Francesca Caselli et Prachi Mishra

Une question cruciale est celle de la combinaison d’événements qui pourrait entraîner une accélération persistante de l’inflation

La reprise économique s’est accompagnée d’une forte accélération de l’inflation cette année dans les pays avancés et les pays émergents, nourrie par un raffermissement de la demande, des pénuries d’approvisionnement et l’augmentation rapide des cours des produits de base.

Nous prévoyons dans nos dernières Perspectives de l’économie mondiale que l’inflation devrait rester plus soutenue dans les mois qui viennent avant de retrouver ses niveaux antérieurs à la pandémie mi-2022, bien que des risques d’accélération persistent.

La bonne nouvelle pour les dirigeants, c’est que les anticipations d’inflation à long terme sont bien ancrées ; toutefois, les économistes ne sont toujours pas d’accord sur la durée des pressions haussières sur les prix.

Certains pensent que les mesures de relance prises par les pouvoirs publics pourraient abaisser le taux de chômage à un niveau suffisamment faible pour faire augmenter les salaires et provoquer une surchauffe des économies, ce qui pourrait désancrer les anticipations et produire une spirale inflationniste. D’autres estiment que les pressions se révéleront passagères lorsque la vague ponctuelle des dépenses refluera.

Dynamique de l’inflation et redressement de la demande

Nous examinons si l’évolution de l’inflation mesurée par l’indice général des prix à la consommation a été parallèle à celle du chômage. Bien que son estimation se heurte à de nombreuses difficultés dues à la période de pandémie, cette relation ne semble pas avoir été sensiblement modifiée par cette perturbation sans précédent.

Les pays avancés devraient connaître à court terme des pressions inflationnistes modérées, dont l’effet diminuera progressivement. En revanche, les estimations de la relation entre le sous-emploi des capacités — la quantité de ressources inutilisées dans une économie — et l’inflation pour les pays émergents apparaissent plus sensibles à l’inclusion de la période pandémique dans l’échantillon.

Ancrage des anticipations

L’inflation pendant la pandémie est restée bien ancrée, selon les mesures des anticipations à long terme tirées des obligations souveraines de 14 nations. Ces jauges, qui sont suivies attentivement, sont demeurées stables jusqu’ici, aussi bien pendant la crise que pendant la reprise, bien que les perspectives demeurent entourées d’incertitudes.

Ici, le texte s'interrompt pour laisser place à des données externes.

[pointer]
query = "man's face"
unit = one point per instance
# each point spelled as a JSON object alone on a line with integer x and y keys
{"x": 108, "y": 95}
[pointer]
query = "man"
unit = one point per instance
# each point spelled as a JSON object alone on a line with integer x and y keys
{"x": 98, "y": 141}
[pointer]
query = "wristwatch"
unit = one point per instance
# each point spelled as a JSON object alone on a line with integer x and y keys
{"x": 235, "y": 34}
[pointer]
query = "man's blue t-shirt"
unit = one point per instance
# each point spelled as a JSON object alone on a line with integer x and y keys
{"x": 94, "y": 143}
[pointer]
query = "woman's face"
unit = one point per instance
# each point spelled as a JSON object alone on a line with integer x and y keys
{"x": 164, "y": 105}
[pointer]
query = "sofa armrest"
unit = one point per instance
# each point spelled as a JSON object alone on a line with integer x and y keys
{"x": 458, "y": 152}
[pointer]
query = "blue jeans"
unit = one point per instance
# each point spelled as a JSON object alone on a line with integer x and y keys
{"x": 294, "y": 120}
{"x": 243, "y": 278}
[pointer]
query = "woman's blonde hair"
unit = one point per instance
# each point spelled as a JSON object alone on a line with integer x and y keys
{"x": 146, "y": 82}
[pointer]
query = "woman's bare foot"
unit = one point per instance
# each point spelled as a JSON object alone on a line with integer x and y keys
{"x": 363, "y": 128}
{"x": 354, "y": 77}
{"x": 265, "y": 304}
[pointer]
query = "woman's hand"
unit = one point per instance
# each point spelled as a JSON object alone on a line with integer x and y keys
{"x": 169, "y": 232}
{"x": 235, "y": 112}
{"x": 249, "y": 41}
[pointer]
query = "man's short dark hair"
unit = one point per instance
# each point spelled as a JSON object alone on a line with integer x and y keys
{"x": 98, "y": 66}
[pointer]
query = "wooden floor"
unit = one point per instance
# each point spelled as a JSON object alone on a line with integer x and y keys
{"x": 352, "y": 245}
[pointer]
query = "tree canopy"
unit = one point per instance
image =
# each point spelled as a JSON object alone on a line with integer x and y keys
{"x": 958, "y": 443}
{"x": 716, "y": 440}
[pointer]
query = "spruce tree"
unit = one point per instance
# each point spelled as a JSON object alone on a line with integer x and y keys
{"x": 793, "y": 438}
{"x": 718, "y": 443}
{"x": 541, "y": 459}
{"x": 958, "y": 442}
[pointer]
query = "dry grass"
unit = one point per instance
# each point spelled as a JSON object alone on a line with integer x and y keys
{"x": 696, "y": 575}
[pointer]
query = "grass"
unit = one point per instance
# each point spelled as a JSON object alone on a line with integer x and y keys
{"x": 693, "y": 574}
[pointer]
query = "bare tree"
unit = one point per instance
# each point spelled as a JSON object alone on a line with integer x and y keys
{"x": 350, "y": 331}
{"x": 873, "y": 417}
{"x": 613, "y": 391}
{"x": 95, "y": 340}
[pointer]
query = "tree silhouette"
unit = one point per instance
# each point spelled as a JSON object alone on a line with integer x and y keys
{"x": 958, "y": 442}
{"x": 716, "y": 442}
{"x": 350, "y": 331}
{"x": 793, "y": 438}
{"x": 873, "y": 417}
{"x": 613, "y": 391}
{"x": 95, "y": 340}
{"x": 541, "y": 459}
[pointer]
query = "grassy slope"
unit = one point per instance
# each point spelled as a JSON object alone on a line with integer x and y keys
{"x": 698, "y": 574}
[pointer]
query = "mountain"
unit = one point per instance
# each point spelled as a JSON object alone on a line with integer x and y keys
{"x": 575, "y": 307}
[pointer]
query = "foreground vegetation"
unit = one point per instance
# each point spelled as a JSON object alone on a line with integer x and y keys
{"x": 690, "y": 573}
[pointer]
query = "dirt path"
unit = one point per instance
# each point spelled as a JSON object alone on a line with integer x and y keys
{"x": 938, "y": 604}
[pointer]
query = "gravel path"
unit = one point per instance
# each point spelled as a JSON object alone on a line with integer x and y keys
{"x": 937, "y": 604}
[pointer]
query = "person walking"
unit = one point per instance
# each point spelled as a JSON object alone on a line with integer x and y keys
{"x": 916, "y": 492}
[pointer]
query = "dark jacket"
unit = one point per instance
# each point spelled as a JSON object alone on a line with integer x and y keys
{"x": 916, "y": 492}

Une question cruciale est celle de la combinaison de conditions qui pourrait susciter une hausse persistante de l’inflation, notamment un possible désancrage des anticipations qui favoriserait la formation d’une spirale haussière des prix.

Historiquement, les épisodes de ce type ont été associés à de fortes dépréciations des taux de change dans les pays émergents et ont souvent fait suite à une brusque montée des déficits budgétaires et courants. À plus long terme, les engagements de dépenses des pouvoirs publics et les chocs externes pourraient aussi contribuer à un désancrage des anticipations, surtout dans les pays dont la banque centrale n’est pas jugée capable ou désireuse de contenir l’inflation.

En outre, même lorsque les anticipations sont bien ancrées, un dépassement prolongé de l’objectif d’inflation fixé par les dirigeants pourrait entraîner un désancrage.

Chocs sectoriels

La pandémie a déclenché de fortes fluctuations des prix dans certains secteurs, notamment l’alimentaire, les transports, l’habillement et les communications. Remarquablement, la dispersion ou variabilité des prix entre les secteurs est restée assez mineure jusqu’ici par rapport au passé récent, surtout à la crise financière mondiale. Ce constat s’explique par la moindre amplitude et la durée plus courte des fluctuations de prix des carburants, des aliments et des logements après la pandémie, qui sont les trois principales composantes des paniers de consommation en moyenne.

Nous prévoyons que l’inflation annuelle dans les pays avancés culminera à 3,6 % en moyenne dans les derniers mois de cette année avant de revenir à 2 % au premier semestre 2022, un chiffre conforme aux objectifs des banques centrales. Les pays émergents connaîtront des augmentations plus fortes, atteignant 6,8 % en moyenne avant de retomber à 4 %.

Ces projections sont toutefois entourées de considérables incertitudes, et l’inflation élevée pourrait persister plus longtemps en cas de hausse des coûts du logement et de pénuries d’approvisionnement prolongées dans les pays avancés et les pays en développement ou de pressions sur les prix alimentaires et de dépréciation des monnaies dans les pays émergents.

Les prix alimentaires dans le monde ont bondi d’environ 40 % pendant la pandémie, ce qui a posé de grandes difficultés aux pays à faible revenu où l’alimentation tient une forte place dans les dépenses de consommation.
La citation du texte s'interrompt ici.